Nutrition Facts : Calories 169.3, Fat 15.4, SaturatedFat 9.8, Cholesterol 41, Sodium 110.6, Carbohydrate 8.8, Sugar 8.6, Protein 0.3
ALMOND FLOUR PANCAKES FROM ALMOND BREEZE®
These easy and delicious pancakes are made with almond flour, blended almondmilk and coconutmilk, maple syrup, and cinnamon for a new family favorite breakfast.
Provided by Almond Breeze
Categories Trusted Brands: Recipes and Tips Almond Breeze
Time 16m
Yield 10
Number Of Ingredients 8
Steps:
- In a medium bowl, mix all ingredients.
- In a non-stick skillet over medium-low heat, scoop 1/4 cup spoonfuls of batter into pan.
- Cook 3 to 4 minutes or until golden brown, then flip and cook an additional 1 to 2 minutes on the other side.
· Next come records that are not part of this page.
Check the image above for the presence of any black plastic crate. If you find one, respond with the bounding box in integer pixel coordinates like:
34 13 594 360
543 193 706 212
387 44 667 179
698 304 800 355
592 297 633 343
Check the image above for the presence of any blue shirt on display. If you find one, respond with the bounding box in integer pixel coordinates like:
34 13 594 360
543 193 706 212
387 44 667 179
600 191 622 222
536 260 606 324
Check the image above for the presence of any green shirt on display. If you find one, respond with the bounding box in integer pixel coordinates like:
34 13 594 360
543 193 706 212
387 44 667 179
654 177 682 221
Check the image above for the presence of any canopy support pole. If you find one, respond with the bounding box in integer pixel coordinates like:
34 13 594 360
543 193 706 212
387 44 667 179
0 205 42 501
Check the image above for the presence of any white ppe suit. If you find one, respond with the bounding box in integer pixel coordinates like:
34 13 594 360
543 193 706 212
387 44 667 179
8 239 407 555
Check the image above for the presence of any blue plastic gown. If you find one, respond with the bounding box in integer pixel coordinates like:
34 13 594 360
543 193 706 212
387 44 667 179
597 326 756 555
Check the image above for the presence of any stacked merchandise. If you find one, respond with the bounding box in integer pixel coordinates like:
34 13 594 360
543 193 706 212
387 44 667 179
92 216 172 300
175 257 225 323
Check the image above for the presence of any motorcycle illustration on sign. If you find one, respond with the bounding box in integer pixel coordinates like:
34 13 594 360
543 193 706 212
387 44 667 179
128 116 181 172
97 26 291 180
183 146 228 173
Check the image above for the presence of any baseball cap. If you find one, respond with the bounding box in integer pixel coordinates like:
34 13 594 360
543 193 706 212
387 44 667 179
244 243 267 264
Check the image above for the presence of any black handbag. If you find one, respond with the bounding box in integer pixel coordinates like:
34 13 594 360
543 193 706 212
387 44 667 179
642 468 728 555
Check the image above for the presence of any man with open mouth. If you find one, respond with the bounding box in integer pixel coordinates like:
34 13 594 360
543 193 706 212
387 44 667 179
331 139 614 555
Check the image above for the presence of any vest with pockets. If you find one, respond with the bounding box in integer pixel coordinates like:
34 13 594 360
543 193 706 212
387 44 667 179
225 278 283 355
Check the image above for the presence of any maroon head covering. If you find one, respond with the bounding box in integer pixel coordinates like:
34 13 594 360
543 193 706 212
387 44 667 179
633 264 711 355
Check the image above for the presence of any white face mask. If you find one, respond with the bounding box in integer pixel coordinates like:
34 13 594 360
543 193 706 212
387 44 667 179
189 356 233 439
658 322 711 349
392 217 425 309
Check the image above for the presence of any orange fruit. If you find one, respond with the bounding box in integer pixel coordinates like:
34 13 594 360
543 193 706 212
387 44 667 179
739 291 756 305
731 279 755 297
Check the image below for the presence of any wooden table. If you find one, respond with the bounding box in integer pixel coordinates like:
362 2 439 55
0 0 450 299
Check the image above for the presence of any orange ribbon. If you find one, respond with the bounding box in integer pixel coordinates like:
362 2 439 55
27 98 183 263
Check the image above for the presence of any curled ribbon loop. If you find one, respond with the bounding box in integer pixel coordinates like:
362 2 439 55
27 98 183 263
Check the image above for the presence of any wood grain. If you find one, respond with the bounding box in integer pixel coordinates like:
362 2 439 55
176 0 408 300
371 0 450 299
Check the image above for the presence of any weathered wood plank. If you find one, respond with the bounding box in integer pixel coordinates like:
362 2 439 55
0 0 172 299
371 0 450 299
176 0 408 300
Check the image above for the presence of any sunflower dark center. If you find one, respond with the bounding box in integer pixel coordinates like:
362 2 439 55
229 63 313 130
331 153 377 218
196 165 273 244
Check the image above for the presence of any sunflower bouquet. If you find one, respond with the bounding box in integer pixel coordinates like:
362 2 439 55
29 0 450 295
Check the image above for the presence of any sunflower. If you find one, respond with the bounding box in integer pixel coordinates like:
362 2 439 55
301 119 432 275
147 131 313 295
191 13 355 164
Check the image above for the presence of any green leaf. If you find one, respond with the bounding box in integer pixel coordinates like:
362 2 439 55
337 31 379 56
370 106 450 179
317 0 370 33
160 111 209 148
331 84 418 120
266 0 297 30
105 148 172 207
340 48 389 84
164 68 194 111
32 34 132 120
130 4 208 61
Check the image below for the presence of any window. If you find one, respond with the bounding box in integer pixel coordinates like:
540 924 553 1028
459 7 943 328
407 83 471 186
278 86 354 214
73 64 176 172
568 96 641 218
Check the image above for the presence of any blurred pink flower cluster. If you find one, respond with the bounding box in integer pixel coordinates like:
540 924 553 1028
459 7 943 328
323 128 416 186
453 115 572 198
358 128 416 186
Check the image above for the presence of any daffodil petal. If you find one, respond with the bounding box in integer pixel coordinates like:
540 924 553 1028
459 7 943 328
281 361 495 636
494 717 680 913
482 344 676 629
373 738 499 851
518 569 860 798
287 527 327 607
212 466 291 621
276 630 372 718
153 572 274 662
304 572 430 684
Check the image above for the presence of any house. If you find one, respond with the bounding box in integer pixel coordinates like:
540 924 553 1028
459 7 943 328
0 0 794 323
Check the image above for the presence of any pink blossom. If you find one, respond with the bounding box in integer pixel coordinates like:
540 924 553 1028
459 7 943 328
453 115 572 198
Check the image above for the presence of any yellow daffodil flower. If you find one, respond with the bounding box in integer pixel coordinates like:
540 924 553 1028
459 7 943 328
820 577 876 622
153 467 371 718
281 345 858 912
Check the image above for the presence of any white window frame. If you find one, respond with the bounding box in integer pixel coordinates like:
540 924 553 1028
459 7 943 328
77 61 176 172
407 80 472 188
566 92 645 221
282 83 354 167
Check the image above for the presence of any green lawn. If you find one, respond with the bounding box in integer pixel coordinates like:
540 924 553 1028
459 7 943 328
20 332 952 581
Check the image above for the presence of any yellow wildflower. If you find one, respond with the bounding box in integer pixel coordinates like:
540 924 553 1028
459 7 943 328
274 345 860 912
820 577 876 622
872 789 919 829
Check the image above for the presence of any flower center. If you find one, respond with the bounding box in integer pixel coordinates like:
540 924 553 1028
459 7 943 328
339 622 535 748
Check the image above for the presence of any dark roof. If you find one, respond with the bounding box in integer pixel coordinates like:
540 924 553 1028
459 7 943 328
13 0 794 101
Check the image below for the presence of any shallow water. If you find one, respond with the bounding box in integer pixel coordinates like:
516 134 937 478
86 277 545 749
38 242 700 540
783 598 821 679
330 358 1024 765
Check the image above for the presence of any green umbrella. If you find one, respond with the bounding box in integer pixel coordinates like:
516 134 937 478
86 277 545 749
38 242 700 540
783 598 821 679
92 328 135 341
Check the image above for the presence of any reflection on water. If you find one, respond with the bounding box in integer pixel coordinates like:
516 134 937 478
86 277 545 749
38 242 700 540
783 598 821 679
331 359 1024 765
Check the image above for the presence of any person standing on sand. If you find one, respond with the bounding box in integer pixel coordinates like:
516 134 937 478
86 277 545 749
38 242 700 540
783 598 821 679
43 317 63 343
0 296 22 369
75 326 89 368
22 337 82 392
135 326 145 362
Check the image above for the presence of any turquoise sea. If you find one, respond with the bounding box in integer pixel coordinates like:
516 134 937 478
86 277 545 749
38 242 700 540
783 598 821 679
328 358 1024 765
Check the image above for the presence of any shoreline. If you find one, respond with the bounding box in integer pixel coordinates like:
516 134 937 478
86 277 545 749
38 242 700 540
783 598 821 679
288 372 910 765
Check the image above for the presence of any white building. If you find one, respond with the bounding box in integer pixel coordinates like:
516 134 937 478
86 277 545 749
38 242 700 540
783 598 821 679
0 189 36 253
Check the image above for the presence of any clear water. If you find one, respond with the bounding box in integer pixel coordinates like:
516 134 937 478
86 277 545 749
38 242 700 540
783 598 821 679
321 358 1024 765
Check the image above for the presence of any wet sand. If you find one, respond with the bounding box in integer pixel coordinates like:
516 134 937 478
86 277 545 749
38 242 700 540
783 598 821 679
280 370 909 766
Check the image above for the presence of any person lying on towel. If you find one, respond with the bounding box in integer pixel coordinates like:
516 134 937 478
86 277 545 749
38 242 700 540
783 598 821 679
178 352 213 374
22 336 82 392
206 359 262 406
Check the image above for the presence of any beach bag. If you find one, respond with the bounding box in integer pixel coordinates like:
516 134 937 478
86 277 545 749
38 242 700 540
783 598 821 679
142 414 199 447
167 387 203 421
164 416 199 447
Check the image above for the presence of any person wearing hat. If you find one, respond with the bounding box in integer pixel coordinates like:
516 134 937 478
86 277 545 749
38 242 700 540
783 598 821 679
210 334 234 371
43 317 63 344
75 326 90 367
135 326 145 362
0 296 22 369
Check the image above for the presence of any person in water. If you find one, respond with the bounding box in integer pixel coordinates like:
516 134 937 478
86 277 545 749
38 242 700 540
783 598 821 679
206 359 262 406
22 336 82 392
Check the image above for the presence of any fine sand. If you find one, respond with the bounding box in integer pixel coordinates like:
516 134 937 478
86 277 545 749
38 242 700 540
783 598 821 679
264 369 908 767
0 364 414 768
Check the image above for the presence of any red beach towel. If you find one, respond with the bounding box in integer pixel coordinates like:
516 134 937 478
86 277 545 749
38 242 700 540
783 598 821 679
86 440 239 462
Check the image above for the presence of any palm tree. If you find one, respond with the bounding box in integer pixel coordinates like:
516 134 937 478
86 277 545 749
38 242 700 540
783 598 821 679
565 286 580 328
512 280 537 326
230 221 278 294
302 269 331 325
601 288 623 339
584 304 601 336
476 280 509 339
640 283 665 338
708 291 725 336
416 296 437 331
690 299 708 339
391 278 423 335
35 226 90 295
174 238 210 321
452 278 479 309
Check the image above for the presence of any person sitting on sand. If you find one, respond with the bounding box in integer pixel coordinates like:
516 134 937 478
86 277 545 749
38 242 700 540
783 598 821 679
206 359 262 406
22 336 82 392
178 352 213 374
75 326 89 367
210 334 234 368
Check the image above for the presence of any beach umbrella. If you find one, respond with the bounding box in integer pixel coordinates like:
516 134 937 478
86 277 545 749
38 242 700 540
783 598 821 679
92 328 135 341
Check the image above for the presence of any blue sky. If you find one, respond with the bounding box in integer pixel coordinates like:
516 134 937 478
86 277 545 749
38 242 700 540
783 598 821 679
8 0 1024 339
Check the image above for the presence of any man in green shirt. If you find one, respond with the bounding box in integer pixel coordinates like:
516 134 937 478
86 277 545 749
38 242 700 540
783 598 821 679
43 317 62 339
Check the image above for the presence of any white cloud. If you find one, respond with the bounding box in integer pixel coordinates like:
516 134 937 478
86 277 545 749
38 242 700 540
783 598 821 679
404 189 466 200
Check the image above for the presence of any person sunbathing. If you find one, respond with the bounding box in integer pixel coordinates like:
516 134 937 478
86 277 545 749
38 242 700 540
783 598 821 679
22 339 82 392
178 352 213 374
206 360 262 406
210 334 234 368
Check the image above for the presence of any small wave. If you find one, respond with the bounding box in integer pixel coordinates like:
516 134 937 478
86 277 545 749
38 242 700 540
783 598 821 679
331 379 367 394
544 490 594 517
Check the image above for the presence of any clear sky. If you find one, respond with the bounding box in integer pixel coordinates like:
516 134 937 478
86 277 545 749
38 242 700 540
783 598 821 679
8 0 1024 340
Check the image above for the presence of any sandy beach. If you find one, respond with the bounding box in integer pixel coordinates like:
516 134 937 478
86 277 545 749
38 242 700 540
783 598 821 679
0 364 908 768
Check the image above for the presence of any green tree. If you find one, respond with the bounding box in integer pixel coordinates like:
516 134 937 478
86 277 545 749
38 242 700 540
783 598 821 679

- Serve with fresh fruit & maple syrup.
Nutrition Facts : Calories 105.2 calories, Carbohydrate 8.1 g, Cholesterol 55.8 mg, Fat 4.8 g, Fiber 0.2 g, Protein 8.6 g, SaturatedFat 0.8 g, Sodium 111.1 mg, Sugar 2.6 g
Tips:
- To ensure light and fluffy pancakes, make sure to whisk the egg whites separately until stiff peaks form. This step incorporates air into the batter, resulting in a tender texture.
- For a crispy exterior and a soft, fluffy interior, cook the pancakes over medium heat. This allows them to cook evenly without burning.
- Use a non-stick pan or griddle to prevent the pancakes from sticking. If you don't have one, grease the pan lightly with butter or cooking spray.
- Pour the batter onto the hot pan or griddle in a circular motion, creating a thin layer. This will help the pancakes cook evenly and prevent them from becoming too thick.
- Cook the pancakes for 2-3 minutes per side, or until golden brown. Flip them carefully to avoid tearing.
- Serve the pancakes immediately with your favorite toppings, such as honey syrup, butter, fresh fruit, or whipped cream.
Conclusion:
These almond pancakes with honey syrup are a delicious and easy-to-make breakfast or brunch recipe. They are light and fluffy, with a crispy exterior and a soft, fluffy interior. The honey syrup adds a touch of sweetness and richness that perfectly complements the almond flavor of the pancakes. Whether you're serving them to your family or guests, these pancakes are sure to be a hit.